Despite a tough period during the early 1930s, the Hollywood Legion Stadium proved to be a remarkably successful boxing club until the late 1940s. Unlike every other boxing club in California, the Hollywood Legion Stadium seemed have a boxing card with a large crowd in attendance every week like clockwork. As a result, there would be a tidy profit from the boxing shows at the Hollywood Legion Stadium just about every year.
Another apparent key to the Hollywood Legion Stadium's success was stability at the key positon of matchmaker. At other boxing clubs in California, there was a tremendous turnover in the key postions of promoter and matchmaker for a decade-and-a-half after the advent of the Great Depression.
Besides the Hollywood Legion Stadium, the Los Angeles area had only one other major boxing venue, the famed Olympic Auditorium. With a capacity of 10,400, the Olympic Auditorium was a fine boxing arena, more than twice as big as the first version of the Hollywood Legion Stadium. Starting with its construction and opening in 1925, the Olympic would have unstable times.

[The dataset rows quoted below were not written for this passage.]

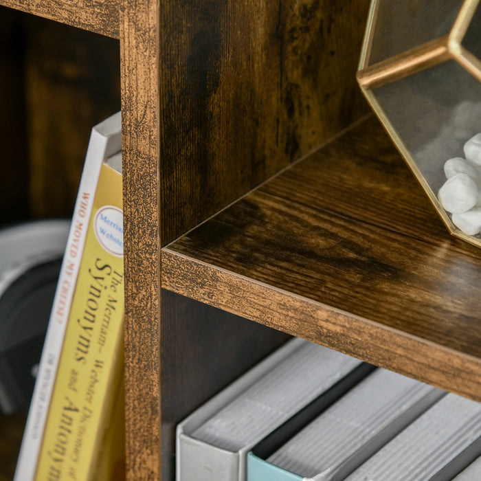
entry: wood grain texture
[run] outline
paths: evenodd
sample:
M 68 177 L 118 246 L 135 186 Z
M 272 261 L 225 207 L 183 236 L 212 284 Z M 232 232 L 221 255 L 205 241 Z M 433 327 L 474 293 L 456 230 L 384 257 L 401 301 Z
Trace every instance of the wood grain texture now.
M 371 119 L 164 249 L 163 286 L 481 401 L 481 251 Z
M 0 414 L 0 481 L 13 479 L 26 421 L 25 412 Z
M 120 48 L 125 273 L 126 469 L 160 477 L 158 12 L 124 1 Z
M 368 4 L 161 2 L 162 245 L 367 112 Z
M 0 0 L 0 5 L 114 38 L 119 0 Z
M 18 12 L 0 7 L 0 224 L 28 217 L 23 52 Z
M 289 338 L 162 291 L 162 480 L 175 479 L 177 423 Z
M 30 213 L 69 217 L 92 126 L 120 109 L 119 42 L 22 18 Z

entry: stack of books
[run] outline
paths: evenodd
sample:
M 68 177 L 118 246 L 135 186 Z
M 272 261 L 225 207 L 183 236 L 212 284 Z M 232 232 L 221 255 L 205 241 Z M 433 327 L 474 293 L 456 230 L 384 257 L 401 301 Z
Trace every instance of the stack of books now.
M 178 425 L 176 476 L 474 481 L 480 456 L 481 403 L 295 339 Z

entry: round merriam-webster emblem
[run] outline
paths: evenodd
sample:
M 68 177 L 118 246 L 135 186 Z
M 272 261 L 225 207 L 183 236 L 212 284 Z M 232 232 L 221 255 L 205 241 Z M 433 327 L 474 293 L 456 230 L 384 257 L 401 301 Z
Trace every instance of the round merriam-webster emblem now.
M 99 209 L 93 219 L 93 230 L 99 244 L 116 257 L 124 255 L 124 224 L 120 209 L 105 205 Z

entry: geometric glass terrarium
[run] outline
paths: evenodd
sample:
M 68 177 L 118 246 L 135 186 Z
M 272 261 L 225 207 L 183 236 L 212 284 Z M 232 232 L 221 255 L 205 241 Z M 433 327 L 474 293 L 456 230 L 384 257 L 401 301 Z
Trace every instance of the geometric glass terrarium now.
M 449 231 L 481 246 L 480 0 L 372 0 L 357 80 Z

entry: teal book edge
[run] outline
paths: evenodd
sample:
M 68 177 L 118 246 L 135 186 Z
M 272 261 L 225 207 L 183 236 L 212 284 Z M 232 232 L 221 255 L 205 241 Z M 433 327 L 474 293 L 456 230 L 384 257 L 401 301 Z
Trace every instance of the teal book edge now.
M 247 454 L 247 481 L 302 481 L 304 478 L 258 458 Z

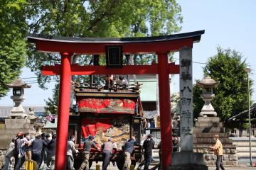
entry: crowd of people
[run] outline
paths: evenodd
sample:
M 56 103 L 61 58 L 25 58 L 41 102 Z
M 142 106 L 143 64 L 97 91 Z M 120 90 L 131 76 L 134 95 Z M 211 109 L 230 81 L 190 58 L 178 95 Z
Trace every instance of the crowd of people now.
M 44 162 L 43 169 L 54 169 L 56 135 L 42 133 L 35 136 L 20 132 L 9 145 L 4 170 L 9 170 L 14 157 L 14 170 L 20 169 L 26 159 L 36 162 L 37 169 Z
M 78 155 L 78 150 L 75 144 L 75 136 L 69 137 L 67 144 L 66 154 L 66 169 L 74 169 L 74 157 Z M 20 169 L 26 159 L 32 159 L 36 162 L 36 169 L 39 169 L 43 162 L 43 170 L 54 169 L 55 166 L 55 153 L 56 135 L 42 133 L 36 137 L 30 135 L 28 133 L 23 134 L 18 132 L 12 142 L 9 144 L 9 148 L 5 155 L 4 170 L 11 168 L 11 159 L 14 157 L 14 170 Z M 112 154 L 117 150 L 117 144 L 113 142 L 112 138 L 103 143 L 100 147 L 97 144 L 93 136 L 89 136 L 85 139 L 82 147 L 82 162 L 79 169 L 89 169 L 89 159 L 91 148 L 93 147 L 102 152 L 102 170 L 107 170 L 110 164 Z M 126 142 L 122 147 L 124 163 L 122 169 L 129 169 L 131 166 L 131 154 L 134 152 L 134 146 L 139 146 L 140 144 L 136 142 L 134 137 L 132 137 Z M 137 167 L 137 170 L 149 169 L 149 166 L 152 161 L 152 149 L 154 148 L 155 142 L 151 134 L 146 135 L 146 140 L 143 142 L 141 147 L 143 148 L 143 157 L 141 164 Z M 173 135 L 174 152 L 178 152 L 179 140 L 176 135 Z M 161 149 L 161 142 L 158 148 Z M 161 149 L 159 150 L 159 157 L 161 161 Z M 114 162 L 113 162 L 114 164 Z M 161 169 L 161 166 L 159 167 Z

Despite the fact that some boxing men like Joe Levy, Jack Doyle (along with his matchmaker, Wad Wadhams), and Joe Waterman had some successes at the Olympic, things would be somewhat unstable at the venue until the middle of World War II.
Because the Hollywood Legion boxing cards had been so successful for many years, there were plans to build a new arena with a capacity of 6,300 to replace the old one with a capacity of 4,500 in 1938. The cost of the new arena was a reported $250,000. Due to the fact that the new arena was to be built on the same site where the old arena was located, a number of Hollywood Legion cards would be staged at Gilmore Stadium for several months with a great deal of success in 1938. An open-air facility, Gilmore Stadium was also used for midget auto racing, football games, and even baseball exhibitions (Gilmore Field, a baseball park for the Hollywood Stars of the Pacific Coast League, was built later. It would be located near Gilmore Stadium.). It should be pointed out that a number of black boxers fought on Hollywood Legion cards at Gilmore Stadium in 1938. This was ironic because black boxers weren't allowed to box at the Hollywood Legion Stadium at the time.
In September 1938, the first card was staged at the new Hollywood Legion Stadium. Besides being bigger, the newer arena was a much nicer facility than the "barn-like" older version. Since the new arena was built specifically for boxing and kept clean, older boxing fans remember what a great place it was to see boxing cards.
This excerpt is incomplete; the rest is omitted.